Miss LuPone's memorable performances on the New York musical stage include Vera Simpson in the City Center Encores! production of Pal Joey, Reno Sweeney in Anything Goes, (1988 Drama Desk Award, Tony nomination), The Cradle Will Rock, Nancy in Oliver!, Evita (1980 Tony and Drama Desk Awards), Working and Rosamund in The Robber Bridegroon (1976 Tony and Drama Desk Award nominations). In London, she created the role of Fantine in the RSC production of Les Miserables, a role she subsequently played on the West End. For that performance, as well as the reprise of her performance in the London production of The Cradle Will Rock, she won an Olivier Award for Best Actress in a Musical. Miss LuPone created the role of Norma Desmond in Sunset Boulevard (1994 Olivier nomination), and recreated her Broadway performance of Maria Callas in the West End production of Master Class.
Additionally, Miss Lupone has many film and TV credits, including films City By The Sea, David Mamet's Heist and State and Main, Just Looking, Summer of Sam, The 24 Hour Woman, Family Prayers, Driving Miss Daisy, Witness, and TV appearances on NBC's "Will & Grace," "Oz," "Frasier" (1998 Emmy nomination), "Law & Order", "An Evening with Patti LuPone" (PBS).
Mandy Patinkin, in his 1980 Broadway debut, won a Tony Award® for his role as Che in Andrew Lloyd Webber's Evita and he was nominated in 1984 for his starring role in the Pulitzer Prize-winning musical, Sunday in the Park with George. In 1991 he returned to Broadway in the Tony Award®-winning musical The Secret Garden and in 1997 played a sold-out engagement of his one-man concert, Mandy Patinkin in Concert, with all profits benefiting five charitable organizations. Mandy's other solo concerts, Celebrating Sondheim and Mamaloshen have been presented on Broadway, Off-Broadway and have toured the United States.
Mandy won a 1995 Emmy Award for his critically acclaimed performance in the CBS series "Chicago Hope," and he recently starred in the CBS series "Criminal Minds" as FBI profiler Jason Gideon and in the Showtime Original Series "Dead Like Me" as the reaper Rube Sofer. His other television appearances include the role of Kenneth Duberstein in the Showtime film Strange Justice, playing Quasimodo opposite Richard Harris in the TNT film presentation of "The Hunchback," and a film version of Arthur Miller's Broken Glass for BBC/WGBH-Boston.

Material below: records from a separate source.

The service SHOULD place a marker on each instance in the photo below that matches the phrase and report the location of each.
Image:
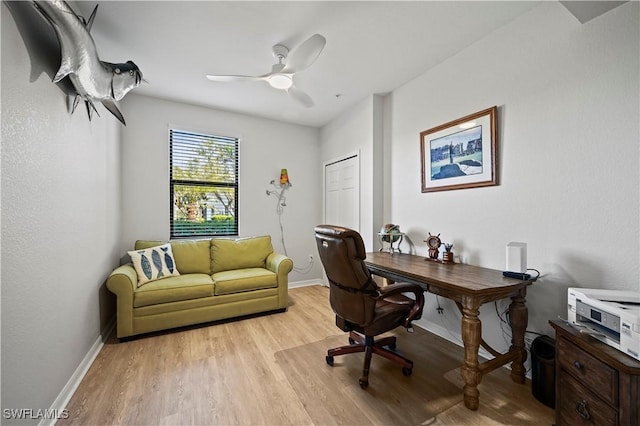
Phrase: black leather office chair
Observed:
(363, 308)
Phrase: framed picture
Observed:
(460, 154)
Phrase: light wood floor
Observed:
(270, 370)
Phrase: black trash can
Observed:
(543, 371)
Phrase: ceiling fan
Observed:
(282, 74)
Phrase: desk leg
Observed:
(471, 336)
(519, 315)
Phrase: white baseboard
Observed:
(304, 283)
(457, 340)
(69, 389)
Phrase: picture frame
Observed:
(460, 154)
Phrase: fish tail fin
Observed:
(64, 70)
(91, 108)
(110, 105)
(89, 22)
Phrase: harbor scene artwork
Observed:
(461, 153)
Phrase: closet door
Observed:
(342, 192)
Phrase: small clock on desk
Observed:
(433, 243)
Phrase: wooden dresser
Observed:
(595, 383)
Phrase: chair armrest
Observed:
(399, 288)
(279, 263)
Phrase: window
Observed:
(203, 182)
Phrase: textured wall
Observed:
(60, 222)
(568, 131)
(266, 146)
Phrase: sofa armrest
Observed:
(122, 282)
(279, 263)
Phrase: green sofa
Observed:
(218, 279)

In 1989, Mandy began his concert career at Joseph Papp's Public Theater. This coincided with the release of his first solo album entitled Mandy Patinkin. Since then he has toured extensively, appearing to sold-out audiences across the United States, Canada, London and Australia, performing songs from writers including Stephen Sondheim, Rodgers and Hammerstein, Irving Berlin, Randy Newman, Adam Guettel and Harry Chapin, among others.
In October 2007, Mandy debuted his newest concert with dear friend Patti LuPone and they begin touring their show An Evening with Patti LuPone and Mandy Patinkin beginning March, 2009.